SCT013-000 and Capacitor C1

I have read and implemented the SCT013-000 with Arduino following this article.
Article

The explanation is very helpful but it does not completely explain the role of capacitor C1. All it says is this: “Capacitor C1 has a low reactance - a few hundred ohms - and provides a path for the alternating current to bypass the resistor. A value of 10 μF is suitable.”

Why does the current need to bypass the resistor?

Thanks in advance.

Welcome, Dave, to OEM.

Because the Atmel ATMega data sheet recommends that the ADC input is fed from a source of less than 10 kΩ impedance.

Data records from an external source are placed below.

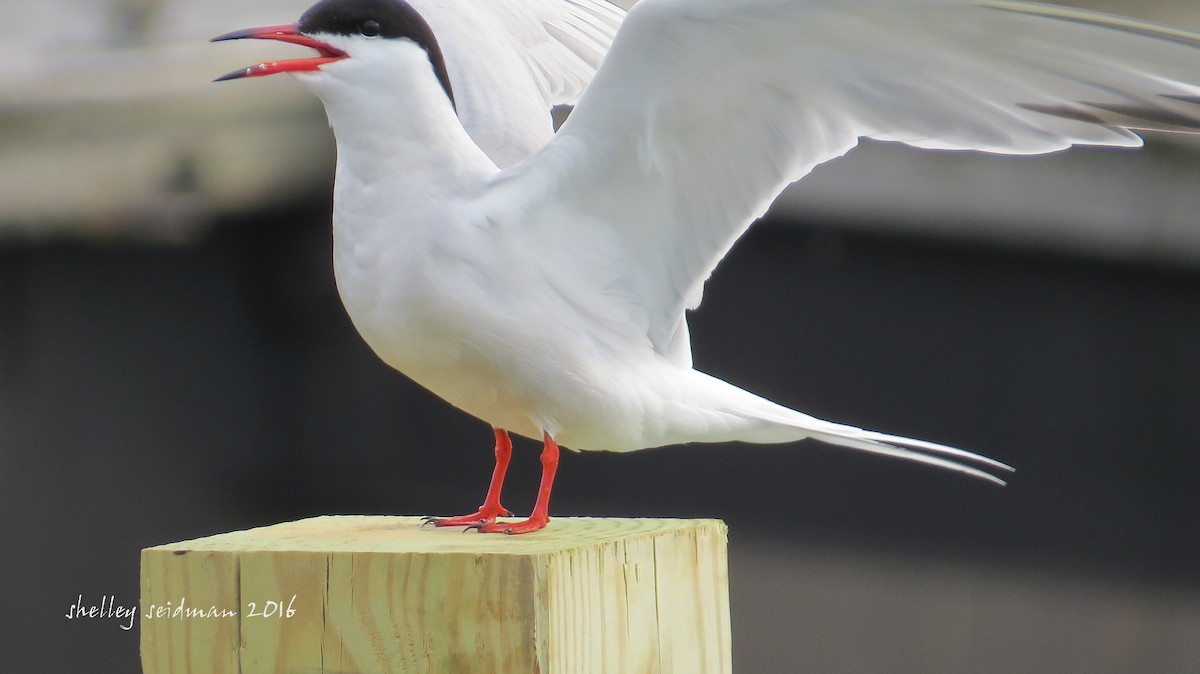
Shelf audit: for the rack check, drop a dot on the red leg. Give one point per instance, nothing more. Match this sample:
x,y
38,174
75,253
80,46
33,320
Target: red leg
x,y
491,507
541,507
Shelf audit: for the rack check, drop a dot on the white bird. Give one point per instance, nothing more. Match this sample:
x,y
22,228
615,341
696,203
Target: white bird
x,y
546,293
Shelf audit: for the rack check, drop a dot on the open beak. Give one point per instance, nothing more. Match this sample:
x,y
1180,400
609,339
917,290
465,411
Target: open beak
x,y
282,34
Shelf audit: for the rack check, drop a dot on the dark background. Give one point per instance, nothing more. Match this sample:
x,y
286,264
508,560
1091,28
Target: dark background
x,y
154,393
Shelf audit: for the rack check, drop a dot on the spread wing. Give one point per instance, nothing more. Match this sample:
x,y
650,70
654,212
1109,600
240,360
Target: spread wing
x,y
510,61
706,109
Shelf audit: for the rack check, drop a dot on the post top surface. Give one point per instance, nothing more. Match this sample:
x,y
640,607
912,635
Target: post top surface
x,y
393,534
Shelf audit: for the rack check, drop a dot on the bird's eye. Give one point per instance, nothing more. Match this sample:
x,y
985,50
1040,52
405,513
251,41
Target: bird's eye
x,y
370,28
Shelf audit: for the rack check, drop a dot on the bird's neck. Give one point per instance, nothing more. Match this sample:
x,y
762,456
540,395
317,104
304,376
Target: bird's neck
x,y
411,148
402,152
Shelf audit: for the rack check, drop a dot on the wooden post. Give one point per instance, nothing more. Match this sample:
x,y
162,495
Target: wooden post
x,y
365,595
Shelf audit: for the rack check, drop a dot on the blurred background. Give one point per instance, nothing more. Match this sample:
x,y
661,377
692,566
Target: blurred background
x,y
174,362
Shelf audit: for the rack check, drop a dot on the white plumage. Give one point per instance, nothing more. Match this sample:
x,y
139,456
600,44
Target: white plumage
x,y
546,294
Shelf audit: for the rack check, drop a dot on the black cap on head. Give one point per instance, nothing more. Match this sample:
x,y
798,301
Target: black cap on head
x,y
387,19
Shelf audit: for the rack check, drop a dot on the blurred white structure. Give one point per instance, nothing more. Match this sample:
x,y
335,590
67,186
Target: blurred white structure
x,y
112,127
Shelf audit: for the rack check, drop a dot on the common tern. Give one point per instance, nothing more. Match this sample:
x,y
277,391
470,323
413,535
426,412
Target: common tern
x,y
540,281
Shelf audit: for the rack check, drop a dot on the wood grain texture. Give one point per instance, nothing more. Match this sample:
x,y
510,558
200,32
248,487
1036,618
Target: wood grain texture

In the absence of the capacitor, and if you’re using the maximum value shown of 470 kΩ for each resistor, you effectively have 235 kΩ in series. That’s the Thévenin equivalent of the two bias resistors in parallel. Otherwise, the sample and hold capacitor inside the ADC wouldn’t charge fast enough, and the ADC wouldn’t report the correct voltage.

Thanks you so much, Robert.

Fascinating! So, the capacitor allows some of the current to drain off effectively lowering impedance and a cap is chosen for this role because it it neither a short nor an open. Yes?

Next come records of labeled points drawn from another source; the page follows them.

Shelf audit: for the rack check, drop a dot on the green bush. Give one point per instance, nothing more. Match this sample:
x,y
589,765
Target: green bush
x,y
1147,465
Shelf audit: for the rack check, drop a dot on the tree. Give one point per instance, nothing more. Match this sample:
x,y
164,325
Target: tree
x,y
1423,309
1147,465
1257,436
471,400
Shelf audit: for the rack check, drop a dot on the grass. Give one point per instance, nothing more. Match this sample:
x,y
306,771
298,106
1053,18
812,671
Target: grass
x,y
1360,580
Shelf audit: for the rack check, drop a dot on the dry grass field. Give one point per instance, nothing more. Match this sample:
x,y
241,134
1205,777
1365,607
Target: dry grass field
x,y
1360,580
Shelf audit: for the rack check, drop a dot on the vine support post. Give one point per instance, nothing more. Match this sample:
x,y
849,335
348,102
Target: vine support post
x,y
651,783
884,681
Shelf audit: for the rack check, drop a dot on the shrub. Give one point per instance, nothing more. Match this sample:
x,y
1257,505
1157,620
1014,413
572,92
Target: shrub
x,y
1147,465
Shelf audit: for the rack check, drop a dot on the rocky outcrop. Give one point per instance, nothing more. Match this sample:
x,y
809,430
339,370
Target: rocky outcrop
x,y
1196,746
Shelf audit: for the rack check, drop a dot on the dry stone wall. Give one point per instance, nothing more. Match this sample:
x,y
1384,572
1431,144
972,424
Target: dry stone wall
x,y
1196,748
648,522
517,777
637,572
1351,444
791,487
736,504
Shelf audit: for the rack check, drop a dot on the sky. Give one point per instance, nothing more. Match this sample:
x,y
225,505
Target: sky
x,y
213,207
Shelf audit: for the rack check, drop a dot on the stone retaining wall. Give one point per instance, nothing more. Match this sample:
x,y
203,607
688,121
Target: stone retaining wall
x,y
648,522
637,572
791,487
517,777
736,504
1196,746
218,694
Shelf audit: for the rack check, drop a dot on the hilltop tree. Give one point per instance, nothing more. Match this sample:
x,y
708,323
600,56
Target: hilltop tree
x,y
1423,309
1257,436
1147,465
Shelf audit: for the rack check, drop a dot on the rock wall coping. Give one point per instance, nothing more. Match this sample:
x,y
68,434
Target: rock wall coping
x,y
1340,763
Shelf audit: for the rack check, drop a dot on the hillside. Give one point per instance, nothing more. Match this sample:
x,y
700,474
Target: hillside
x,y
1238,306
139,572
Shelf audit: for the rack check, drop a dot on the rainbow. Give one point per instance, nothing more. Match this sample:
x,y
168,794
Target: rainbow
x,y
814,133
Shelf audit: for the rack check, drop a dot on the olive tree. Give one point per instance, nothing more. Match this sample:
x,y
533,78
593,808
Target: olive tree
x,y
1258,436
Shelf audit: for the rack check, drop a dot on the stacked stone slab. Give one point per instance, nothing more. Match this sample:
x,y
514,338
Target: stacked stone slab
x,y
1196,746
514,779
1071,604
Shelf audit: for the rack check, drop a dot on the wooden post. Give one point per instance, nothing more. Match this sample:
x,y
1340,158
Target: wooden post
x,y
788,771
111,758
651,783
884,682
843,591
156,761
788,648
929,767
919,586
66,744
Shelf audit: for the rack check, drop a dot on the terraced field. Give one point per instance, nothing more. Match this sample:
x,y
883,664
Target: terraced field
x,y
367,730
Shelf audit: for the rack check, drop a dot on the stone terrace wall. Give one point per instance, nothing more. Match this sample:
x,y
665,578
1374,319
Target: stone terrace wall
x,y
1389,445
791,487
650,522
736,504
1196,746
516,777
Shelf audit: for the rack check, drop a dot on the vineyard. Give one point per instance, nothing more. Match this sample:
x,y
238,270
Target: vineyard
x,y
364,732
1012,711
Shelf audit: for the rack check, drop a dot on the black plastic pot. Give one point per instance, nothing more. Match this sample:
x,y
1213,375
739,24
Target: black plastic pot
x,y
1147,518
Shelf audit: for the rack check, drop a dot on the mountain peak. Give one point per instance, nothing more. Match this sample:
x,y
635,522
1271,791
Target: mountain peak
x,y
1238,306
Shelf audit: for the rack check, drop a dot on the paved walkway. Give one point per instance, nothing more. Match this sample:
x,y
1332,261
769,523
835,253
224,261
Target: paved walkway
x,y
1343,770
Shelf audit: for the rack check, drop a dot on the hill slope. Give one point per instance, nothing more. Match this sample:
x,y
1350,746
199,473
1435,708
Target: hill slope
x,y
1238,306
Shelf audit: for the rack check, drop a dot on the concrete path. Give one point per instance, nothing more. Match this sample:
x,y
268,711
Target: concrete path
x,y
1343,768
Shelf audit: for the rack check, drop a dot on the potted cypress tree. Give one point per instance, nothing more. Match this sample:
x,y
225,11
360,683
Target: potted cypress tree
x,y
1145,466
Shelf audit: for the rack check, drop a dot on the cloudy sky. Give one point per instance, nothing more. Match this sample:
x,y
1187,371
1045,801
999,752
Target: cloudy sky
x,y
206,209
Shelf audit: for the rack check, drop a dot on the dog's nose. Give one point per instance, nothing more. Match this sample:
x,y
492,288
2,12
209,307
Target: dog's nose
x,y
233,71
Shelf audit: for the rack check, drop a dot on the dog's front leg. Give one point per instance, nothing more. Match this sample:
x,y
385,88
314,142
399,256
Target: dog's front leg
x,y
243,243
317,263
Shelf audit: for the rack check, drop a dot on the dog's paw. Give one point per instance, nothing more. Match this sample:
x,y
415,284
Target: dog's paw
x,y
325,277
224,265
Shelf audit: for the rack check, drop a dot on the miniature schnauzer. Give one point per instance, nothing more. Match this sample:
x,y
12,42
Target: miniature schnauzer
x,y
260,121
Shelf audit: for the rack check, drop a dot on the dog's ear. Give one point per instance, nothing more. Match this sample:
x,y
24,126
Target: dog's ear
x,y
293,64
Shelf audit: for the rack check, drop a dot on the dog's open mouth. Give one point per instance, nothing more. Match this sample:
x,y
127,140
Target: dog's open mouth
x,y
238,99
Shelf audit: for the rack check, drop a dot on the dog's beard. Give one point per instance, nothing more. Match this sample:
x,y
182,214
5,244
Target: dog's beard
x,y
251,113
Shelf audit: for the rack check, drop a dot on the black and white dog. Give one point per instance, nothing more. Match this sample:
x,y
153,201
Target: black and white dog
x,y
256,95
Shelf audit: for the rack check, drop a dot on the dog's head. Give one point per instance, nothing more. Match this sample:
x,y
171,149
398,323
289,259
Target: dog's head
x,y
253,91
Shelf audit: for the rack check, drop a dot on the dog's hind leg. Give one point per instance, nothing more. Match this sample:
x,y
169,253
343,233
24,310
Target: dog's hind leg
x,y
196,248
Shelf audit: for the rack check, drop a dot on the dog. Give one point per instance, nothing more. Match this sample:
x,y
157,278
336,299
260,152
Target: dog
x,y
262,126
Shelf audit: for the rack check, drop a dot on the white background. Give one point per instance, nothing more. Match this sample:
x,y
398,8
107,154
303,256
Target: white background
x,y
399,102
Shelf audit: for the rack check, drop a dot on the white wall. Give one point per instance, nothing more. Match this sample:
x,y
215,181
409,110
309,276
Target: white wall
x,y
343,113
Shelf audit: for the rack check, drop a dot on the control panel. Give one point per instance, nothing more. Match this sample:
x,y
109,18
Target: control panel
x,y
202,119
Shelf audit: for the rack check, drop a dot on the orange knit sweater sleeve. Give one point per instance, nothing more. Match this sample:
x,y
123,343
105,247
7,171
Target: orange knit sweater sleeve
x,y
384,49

Not quite. It’s an open circuit to d.c., but close enough to a short circuit as far as the 50 Hz a.c. is concerned.

You’ve got to think of the a.c. part (that’s all we’re really interested in for now) as flowing in a loop. The voltage generated across the burden resistor for a c.t. input, or the bottom resistor of the voltage divider for the a.c. voltage input, drives a current into the ADC input, through that input to ground, through the common ground to the bottom bias resistor, then through that and the capacitor in parallel back to its source. Because the “reactance” of the capacitor is very small in relation to the resistor, almost all of the a.c. part of the current flows in the capacitor and none in the resistor. But in the d.c. world, the capacitor carries no current at all, and plays no part in it.